Government has set licence fees for ethanol producers at $20 000 per year in a development that is expected to attract new producers to the sector.
Blenders of petrol and ethanol are set to pay $5 000 per annum as licence fees.
In Statutory Instrument 144 of 2011 the Ministry of Energy and Power Development, after consultation with the energy regulatory authority, has in terms of section 57(1) of the Petroleum Act Chapter3:22 set the rules for the sector.
“Ethanol purchased for the purposes of blending shall be obtained solely from duly licensed or approved ethanol producers by the Zimbabwe Energy Regulatory Authority.The acceptable denaturants for ethanol shall be petrol benzene or methanol,” the gazette said.
Energy and Power Development permanent secretary, Justin Mupamhanga, said the rules are to fulfil government reintroduction of ethanol in the country.
“We hope consumers will take up this product now that the rules are there,” he said.
The regulations come a month after motorists started using ethanol-blended petrol at selected distribution centres in the country supplied by Green Fuel, a company that is based in Chisumbanje which produces ethanol.
The blend is selling at $1,36/litre. Green Fuel is producing 150 000 litres of ethanol per day and it expects to produce 700 000litres of ethanol when the plant is complete.
At least 120 megawatts of thermal electricity is expected when the company reaches its peak.

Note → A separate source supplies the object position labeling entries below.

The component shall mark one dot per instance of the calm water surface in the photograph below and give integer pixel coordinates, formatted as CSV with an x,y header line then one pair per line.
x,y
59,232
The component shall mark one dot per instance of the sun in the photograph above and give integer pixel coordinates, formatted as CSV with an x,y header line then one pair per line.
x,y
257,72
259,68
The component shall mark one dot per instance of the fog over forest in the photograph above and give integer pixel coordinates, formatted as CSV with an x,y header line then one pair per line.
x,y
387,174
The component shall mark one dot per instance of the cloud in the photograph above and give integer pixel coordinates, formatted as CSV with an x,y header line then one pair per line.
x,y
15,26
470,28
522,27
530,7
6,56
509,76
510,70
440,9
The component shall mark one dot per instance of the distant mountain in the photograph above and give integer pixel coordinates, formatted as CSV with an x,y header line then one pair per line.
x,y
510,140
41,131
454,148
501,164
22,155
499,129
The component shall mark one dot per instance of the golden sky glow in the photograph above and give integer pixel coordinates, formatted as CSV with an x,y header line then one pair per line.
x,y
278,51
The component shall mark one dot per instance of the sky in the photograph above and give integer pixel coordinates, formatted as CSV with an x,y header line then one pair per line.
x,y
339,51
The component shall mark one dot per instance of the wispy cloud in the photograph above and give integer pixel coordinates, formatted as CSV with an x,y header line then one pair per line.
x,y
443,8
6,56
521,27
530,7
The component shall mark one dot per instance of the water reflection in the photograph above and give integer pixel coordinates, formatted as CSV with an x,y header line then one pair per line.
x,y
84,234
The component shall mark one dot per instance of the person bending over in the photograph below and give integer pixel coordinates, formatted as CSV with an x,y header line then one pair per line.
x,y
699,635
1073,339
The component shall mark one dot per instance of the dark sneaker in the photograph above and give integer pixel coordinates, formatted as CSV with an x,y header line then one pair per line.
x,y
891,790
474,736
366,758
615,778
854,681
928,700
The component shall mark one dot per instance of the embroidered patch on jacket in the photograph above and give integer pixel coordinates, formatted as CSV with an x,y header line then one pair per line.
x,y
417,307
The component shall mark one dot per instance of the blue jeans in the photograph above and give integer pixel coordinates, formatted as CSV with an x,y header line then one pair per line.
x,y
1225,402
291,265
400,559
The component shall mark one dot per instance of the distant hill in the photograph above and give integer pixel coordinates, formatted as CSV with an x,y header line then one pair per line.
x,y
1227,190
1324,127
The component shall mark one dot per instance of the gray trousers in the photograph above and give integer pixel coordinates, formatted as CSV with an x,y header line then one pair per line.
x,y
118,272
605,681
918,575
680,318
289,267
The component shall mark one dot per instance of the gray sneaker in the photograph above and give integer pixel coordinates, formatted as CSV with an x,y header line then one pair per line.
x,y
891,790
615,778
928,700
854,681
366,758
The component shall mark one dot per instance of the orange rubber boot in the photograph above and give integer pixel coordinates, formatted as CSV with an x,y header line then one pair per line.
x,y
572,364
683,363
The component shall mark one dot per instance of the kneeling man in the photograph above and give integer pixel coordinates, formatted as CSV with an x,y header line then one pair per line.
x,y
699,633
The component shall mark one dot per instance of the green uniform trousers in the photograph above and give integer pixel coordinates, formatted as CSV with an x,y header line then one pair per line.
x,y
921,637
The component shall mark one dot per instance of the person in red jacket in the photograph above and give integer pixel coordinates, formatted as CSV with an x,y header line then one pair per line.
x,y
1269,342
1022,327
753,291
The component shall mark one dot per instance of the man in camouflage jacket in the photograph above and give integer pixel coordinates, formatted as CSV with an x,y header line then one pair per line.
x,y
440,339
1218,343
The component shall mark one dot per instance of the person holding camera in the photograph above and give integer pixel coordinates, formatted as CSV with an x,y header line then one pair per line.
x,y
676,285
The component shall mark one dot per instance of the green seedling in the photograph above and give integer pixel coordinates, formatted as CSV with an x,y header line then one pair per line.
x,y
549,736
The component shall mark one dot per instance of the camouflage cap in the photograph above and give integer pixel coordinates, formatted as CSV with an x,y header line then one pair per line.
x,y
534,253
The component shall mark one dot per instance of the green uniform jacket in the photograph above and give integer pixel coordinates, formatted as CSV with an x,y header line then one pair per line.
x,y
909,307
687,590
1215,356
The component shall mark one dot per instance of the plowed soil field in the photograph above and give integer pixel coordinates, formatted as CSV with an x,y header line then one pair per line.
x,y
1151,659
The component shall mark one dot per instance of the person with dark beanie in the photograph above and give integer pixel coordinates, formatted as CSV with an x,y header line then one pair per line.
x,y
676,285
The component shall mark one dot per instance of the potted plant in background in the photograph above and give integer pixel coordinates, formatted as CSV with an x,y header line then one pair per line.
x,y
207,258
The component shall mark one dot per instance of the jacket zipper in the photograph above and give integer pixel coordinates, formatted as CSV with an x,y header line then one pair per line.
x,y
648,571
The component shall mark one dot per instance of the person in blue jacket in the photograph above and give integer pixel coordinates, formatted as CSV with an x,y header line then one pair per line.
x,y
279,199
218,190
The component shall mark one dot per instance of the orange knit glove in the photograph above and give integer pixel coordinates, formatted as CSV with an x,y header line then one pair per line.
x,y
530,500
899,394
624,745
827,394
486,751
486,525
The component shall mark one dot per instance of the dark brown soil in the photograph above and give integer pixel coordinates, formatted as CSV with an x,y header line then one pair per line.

Green Fuel spokesperson Lilian Muungani said the company acknowledges the supportive policy environment facilitated by government from the commencement of the Green Fuel ethanol project to date through various documents, including Statutory Instrument 144 of 2011.
“This legislative support has not only significantly contributed towards generating national awareness around the development of a home-grown solution in the energy sector, but also resulted in the completion of the first ethanol plant in a record time frame of just less than 20 months,” she said.
She said the Statutory Instrument further represented consistency on the part of government in promoting ethanol production.
“As Green Fuel we hope that more garages will come on board now so that a wider distribution network for E10 blend can be achieved to cover the rest of the country,” she said.
At Chisumbanje, a new 4 000 hectare irrigation scheme is being developed for communal farming.
Ethanol is a clean-burning fuel that reduces air pollution and decreases greenhouse gas emissions by over 60%.
Most global economies are investing in renewable energy sources such as ethanol in reaction to the concern over lack of sustainable supply from non- renewable fossil fuels.
As talk of climate change gathers momentum, Zimbabwe joins countries like Brazil and China walking the talk on how to reduce her carbon footprints through investment into environmentally-friendly ethanol.